Вечером гляжу из тёмного зала на покатую сцену, где кривляется с затяжным монологом трагический клоун. Если это моноспектакль, то при чём тут она? Впрочем, вот монолог прерывается вставками: лирическими диалогами с ней. Интонации – самые невозможные, но за сердце почему-то хватают. А вот почему, дуралей, провинциал: это ж те нежности, что накануне говорились тебе одному, и они летят теперь в зал, адресуясь любому и каждому – всем! Гиппопотаму, толпе.

И тут же упрёком – себе: дай ей слова, и ты сможешь услышать их из её уст. Но слов пока нет. Есть пока продолженье московского жёсткого карнавала: мы со звездой на проводах Натальи Горбаневской – тоже, в сущности, звезды диссидентской, загоревшейся жертвенно-жарко у Лобного места на Красной площади в воскресный полдень 25 августа 1968 года. Как там сказано у Всеволода Некрасова, москвича и концептуалиста, по поводу пражского самосожженца?

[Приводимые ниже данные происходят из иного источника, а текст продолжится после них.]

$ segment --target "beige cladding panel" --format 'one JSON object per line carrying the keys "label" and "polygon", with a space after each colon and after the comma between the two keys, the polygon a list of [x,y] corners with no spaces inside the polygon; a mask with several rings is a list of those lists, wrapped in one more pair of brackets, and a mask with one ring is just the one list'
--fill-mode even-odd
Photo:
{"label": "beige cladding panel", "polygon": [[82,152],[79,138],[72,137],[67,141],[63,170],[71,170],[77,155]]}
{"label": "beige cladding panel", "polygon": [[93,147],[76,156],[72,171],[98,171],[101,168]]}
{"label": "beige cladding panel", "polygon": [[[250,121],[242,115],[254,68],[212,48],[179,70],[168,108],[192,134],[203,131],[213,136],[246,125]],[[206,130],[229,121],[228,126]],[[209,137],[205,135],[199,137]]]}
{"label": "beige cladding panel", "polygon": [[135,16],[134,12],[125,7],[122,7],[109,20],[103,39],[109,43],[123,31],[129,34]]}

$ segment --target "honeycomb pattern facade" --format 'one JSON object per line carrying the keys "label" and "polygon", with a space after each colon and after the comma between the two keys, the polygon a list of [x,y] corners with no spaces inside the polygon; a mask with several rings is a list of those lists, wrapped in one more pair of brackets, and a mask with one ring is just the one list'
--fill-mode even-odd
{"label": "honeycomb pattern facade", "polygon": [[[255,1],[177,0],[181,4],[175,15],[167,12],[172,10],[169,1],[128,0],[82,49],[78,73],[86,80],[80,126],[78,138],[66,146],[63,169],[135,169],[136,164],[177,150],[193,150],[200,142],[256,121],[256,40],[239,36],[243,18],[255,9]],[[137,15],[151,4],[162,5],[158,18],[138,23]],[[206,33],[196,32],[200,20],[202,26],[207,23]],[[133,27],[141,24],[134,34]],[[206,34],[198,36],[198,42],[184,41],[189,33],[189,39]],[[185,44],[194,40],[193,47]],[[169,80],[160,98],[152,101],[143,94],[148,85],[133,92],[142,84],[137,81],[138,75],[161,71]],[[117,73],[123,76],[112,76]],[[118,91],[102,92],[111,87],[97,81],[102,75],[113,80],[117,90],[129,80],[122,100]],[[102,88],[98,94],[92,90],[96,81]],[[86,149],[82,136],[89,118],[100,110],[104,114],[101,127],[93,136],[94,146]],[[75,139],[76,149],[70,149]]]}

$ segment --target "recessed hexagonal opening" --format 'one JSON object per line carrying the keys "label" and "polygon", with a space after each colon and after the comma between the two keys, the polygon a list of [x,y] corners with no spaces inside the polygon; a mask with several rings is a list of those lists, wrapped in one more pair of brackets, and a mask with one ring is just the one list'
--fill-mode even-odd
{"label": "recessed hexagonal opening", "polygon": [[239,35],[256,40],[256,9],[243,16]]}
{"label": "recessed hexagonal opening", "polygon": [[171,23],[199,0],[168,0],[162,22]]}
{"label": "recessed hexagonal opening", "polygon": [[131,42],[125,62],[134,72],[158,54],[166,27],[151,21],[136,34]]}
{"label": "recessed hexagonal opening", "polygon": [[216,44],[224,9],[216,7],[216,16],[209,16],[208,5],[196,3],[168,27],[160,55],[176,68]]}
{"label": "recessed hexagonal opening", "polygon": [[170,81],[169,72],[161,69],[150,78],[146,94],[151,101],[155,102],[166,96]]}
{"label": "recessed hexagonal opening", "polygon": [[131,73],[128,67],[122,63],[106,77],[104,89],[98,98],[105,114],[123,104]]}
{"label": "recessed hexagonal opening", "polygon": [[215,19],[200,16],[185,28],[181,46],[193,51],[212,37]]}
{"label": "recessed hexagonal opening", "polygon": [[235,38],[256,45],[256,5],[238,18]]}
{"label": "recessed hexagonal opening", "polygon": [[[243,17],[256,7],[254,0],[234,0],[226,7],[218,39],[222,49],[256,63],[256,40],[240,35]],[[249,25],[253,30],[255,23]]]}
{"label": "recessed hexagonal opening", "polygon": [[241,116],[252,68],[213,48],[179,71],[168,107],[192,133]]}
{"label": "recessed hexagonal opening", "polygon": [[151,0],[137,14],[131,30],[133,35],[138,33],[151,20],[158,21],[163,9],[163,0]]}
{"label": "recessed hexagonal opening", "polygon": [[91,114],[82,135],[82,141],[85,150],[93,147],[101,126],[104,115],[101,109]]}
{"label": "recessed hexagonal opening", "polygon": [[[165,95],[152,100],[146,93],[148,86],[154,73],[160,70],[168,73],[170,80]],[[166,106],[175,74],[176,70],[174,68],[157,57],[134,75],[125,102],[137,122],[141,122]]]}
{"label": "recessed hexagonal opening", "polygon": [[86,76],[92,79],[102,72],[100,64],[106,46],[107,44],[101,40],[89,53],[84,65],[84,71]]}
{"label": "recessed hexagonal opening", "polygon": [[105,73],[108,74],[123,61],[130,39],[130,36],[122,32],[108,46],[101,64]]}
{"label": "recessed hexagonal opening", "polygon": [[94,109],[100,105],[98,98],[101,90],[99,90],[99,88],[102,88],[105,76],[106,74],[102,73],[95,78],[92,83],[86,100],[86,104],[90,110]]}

Ян Палах Я не Палах Ты не Палах А он Палах Он Палах А ты не Палах И я не Палах.

Вот Наталья-то и была наш Палах. И теперь она уезжает на веки вечные в Париж с двумя сыновьями. Провожают её поэты и диссиденты. И кинозвезда. Но вниманием всех овладевает Андрей Амальрик, автор памфлета «Просуществует ли Советский Союз до 1984 года?» Он только что из Магадана, весь в ореоле драконоборческой славы. К нему с участливыми вопросами устремляется отец Димитрий Дудко:

– Не приходилось ли терпеть притеснения от уголовного люда?

– Нет, со мной все дружили, – он чуть пришепётывает. – Я им посылки свои раздавал. Даже была поговорка у нас в Магадане: добрый, как Амальрик.

– А здоровие ваше не пострадало?

– А что здоровье? Фэя вот стала толстая.

* * *

Пять лет спустя в эту шею (а именно – в горло) вонзится кинжальный осколок стекла при столкновеньи в горах на заледенелой дороге в Испании, и он сам не доживёт до предсказанного им развала империи.